Iwan juga mengaku belum tahu waktu yang tepat untuk bisa menggunakan teknologi tersebut secara luas. Sebab, DJP masih perlu melakukan perbaikan aplikasi Soneta di dalam penggunaan internal DJP.
Terlebih, menurutnya, data media sosial yang dihimpun DJP harus dianalisis, dikoreksi, dan diformat lagi ke dalam data kualitas tinggi agar hasilnya lebih akurat. Proses ini diberi nama data cleansing.
"Semua harus dilakukan secara hati-hati. Jangan sampai malah timbul keresahan gara-gara data yang tidak akurat," pungkasnya.
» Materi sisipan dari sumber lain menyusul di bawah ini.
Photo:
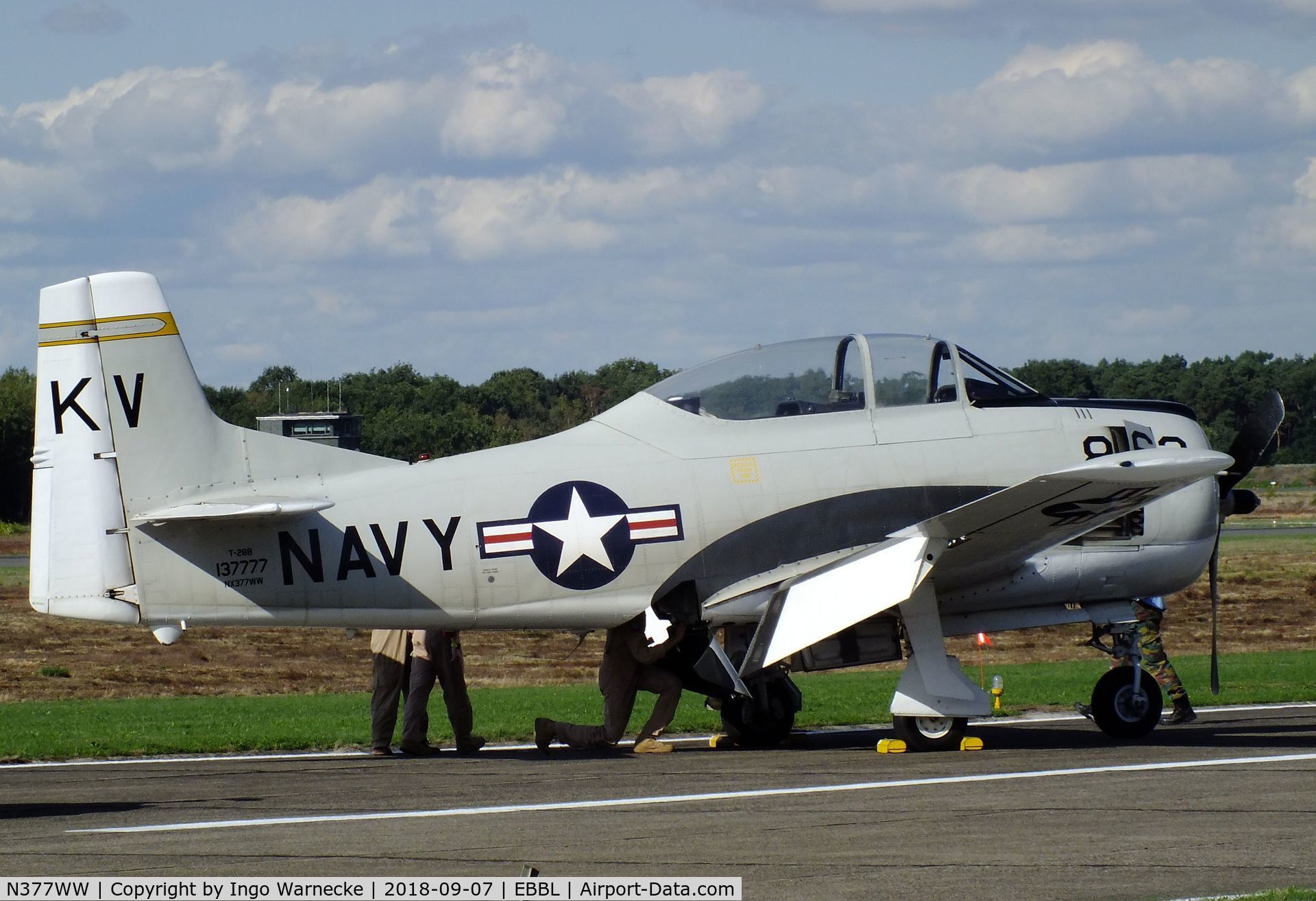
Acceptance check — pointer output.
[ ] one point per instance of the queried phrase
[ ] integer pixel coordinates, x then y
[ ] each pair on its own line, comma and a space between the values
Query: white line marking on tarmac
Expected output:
703, 796
1024, 719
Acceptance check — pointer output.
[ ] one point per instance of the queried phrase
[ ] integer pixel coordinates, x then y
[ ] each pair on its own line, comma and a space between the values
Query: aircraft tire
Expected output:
931, 733
761, 722
1115, 709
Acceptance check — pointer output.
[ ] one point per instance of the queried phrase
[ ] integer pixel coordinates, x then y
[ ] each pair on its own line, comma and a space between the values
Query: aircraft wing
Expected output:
1001, 531
987, 536
245, 507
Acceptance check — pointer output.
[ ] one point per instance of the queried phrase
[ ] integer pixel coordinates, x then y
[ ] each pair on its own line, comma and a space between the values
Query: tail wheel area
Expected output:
931, 733
765, 719
1121, 712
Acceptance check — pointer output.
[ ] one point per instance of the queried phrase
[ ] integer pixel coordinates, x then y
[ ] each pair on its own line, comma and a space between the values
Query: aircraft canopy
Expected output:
836, 373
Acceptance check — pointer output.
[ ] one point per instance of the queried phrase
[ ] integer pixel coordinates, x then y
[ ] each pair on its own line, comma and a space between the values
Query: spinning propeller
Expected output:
1250, 447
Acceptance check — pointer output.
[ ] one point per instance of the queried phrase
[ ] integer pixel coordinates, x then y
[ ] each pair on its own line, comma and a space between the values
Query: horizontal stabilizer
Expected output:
250, 507
1001, 531
836, 597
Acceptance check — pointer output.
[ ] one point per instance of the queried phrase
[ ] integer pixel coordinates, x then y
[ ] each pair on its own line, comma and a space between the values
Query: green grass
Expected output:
1293, 893
38, 730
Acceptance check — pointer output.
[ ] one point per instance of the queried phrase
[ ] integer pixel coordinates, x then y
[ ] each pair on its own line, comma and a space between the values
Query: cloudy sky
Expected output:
477, 186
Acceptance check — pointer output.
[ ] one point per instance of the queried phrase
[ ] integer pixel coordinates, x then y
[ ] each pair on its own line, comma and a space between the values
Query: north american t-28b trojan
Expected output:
819, 503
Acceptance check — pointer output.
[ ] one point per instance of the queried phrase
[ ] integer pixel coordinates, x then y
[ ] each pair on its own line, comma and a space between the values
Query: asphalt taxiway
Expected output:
1051, 809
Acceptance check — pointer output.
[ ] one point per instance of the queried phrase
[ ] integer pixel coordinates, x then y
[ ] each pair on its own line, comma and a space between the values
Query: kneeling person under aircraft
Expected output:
629, 666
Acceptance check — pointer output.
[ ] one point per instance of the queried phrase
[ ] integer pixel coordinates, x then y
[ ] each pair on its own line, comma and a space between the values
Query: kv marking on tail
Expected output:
62, 405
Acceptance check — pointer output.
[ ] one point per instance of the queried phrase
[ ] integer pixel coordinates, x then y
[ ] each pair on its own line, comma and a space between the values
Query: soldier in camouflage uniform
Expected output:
1149, 613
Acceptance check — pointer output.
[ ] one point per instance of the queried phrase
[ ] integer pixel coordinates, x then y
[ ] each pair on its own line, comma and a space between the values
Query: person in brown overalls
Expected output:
437, 653
628, 667
391, 676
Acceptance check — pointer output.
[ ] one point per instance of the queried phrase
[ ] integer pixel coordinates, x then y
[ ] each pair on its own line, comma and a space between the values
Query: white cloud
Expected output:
1047, 244
1287, 232
511, 104
170, 119
469, 219
1107, 97
699, 111
1136, 187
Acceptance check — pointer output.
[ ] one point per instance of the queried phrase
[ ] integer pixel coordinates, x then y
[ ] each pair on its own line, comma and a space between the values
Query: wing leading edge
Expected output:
991, 535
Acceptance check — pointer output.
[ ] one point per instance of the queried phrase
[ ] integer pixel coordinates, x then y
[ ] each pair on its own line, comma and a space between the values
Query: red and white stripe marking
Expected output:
653, 525
504, 539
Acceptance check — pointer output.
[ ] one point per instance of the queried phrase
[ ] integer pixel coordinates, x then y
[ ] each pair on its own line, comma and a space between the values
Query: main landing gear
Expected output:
766, 717
1127, 700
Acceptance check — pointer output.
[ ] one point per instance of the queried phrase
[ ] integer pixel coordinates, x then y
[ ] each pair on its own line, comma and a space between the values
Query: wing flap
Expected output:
839, 596
1003, 530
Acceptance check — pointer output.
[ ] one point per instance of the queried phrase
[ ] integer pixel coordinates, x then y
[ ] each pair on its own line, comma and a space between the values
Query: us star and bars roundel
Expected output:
581, 535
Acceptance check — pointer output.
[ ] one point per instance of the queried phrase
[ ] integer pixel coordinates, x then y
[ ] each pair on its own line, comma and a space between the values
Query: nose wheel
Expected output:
1123, 710
931, 733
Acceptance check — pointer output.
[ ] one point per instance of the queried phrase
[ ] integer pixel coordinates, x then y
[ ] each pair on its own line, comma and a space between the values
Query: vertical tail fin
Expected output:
81, 563
124, 430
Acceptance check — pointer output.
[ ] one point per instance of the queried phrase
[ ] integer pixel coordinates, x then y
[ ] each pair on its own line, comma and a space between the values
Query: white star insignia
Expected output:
581, 535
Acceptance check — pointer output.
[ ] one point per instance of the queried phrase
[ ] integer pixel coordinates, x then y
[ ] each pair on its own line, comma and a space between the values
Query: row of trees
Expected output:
406, 413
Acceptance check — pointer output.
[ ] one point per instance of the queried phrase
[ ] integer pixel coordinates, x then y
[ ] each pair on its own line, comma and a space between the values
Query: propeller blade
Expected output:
1215, 614
1254, 436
Sampai saat ini, DJP telah menggali data WP melalui media sosial. Hanya saja, cara itu masih dilakukan secara manual dan belum memanfaatkan teknologi informasi.
Iwan mengatakan sejauh ini penggalian data WP melalui media sosial baru dilakukan oleh fiskus pajak, atau lebih dikenal dengan Account Representatives (AR).
Para fiskus ini berinisiatif menggali informasi dari media sosial dan mencocokkan dengan pelaporan pajaknya. Dengan demikian, kriteria-kriteria pengguna media sosial yang bisa dilacak DJP ditentukan oleh fiskus bersangkutan.
"Memang masih dilakukan oleh AR, karena AR bisa mencari data dari mana saja, termasuk media sosial," jelas Iwan.